Grim reaper statistics and indefatigable brio march together in Glasgow's east end. A hip-hop head called Loki went in search of these conjoined contradictions and found them ready and waiting. In Welcome to Shettleston (Radio Scotland, Monday, 11.30am), Scotland's only notable rapper was an unexpected choice of interviewer but all the more effective for that. The peg for his trio of programmes is the recent report from the city's Centre for Population Health which revealed that a 15-year-old boy from Shettleston has only a 50-per cent chance of surviving to retirement age. But in this first instalment Loki, a native of Pollok who began life as Darren Garvey, sought out Shettleston folk who have made it to 70 and beyond, and his gentle probing was as much a hit with them as their vivid patter was a hit with him. Suitably inquisitive but polite, Loki, in this new persona, is un-strident
and un-gushing to the point of being - well, there's only one word for it - low-key. As a result he allows other people's narratives to flow rather than making himself the centrepiece of conversation. So Frances, her chest wheezy from asthma, told us how for years she cared for her husband Jimmy after he was injured when the local dye works blew up in the 1960s and "13 tattoos were burned off his arms". Like so many, she has found space in widowhood and advancing age to make a life for herself, dancing at the Swally Pally pensioners' club four times a week. And it was there that Loki discovered a vim and vigour probably unmatched anywhere else in the city. One veteran told him he liked "the repartee of the place" while a vintage doll, recalling her early beaux, insisted that: "All the talent used to come from Shettleston, but it's gone downhill since then."

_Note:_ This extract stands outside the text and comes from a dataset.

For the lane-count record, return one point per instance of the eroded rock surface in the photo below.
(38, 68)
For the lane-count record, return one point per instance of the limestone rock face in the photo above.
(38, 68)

Yet that shocking health statistic was never far away. These valiant oldies saw its evidence daily in the ashen faces of vacant youths whose centre of the universe was the methadone queue. And here was the bleak difference between the past and now: hard lives have always been Shettleston's lot, but those of the pensioners were not without joy.
Humphrys In Search Of God (Radio 4, Tuesday) ended this week not with a blinding flash of conversion for broadcaster John, but with illuminating insights none the less. "Faith is a refusal to give up, " said his final guest, Chief Rabbi Jonathan Sacks. He could have been describing the Humphrys belief in sceptical interviewing. Or, indeed, Shettleston.
HEAR THIS: Desert Island Discs (Radio 4, Sunday, 11.15am, repeated Friday, 9am). Kirsty Young braves the horror hedonist, Stephen King.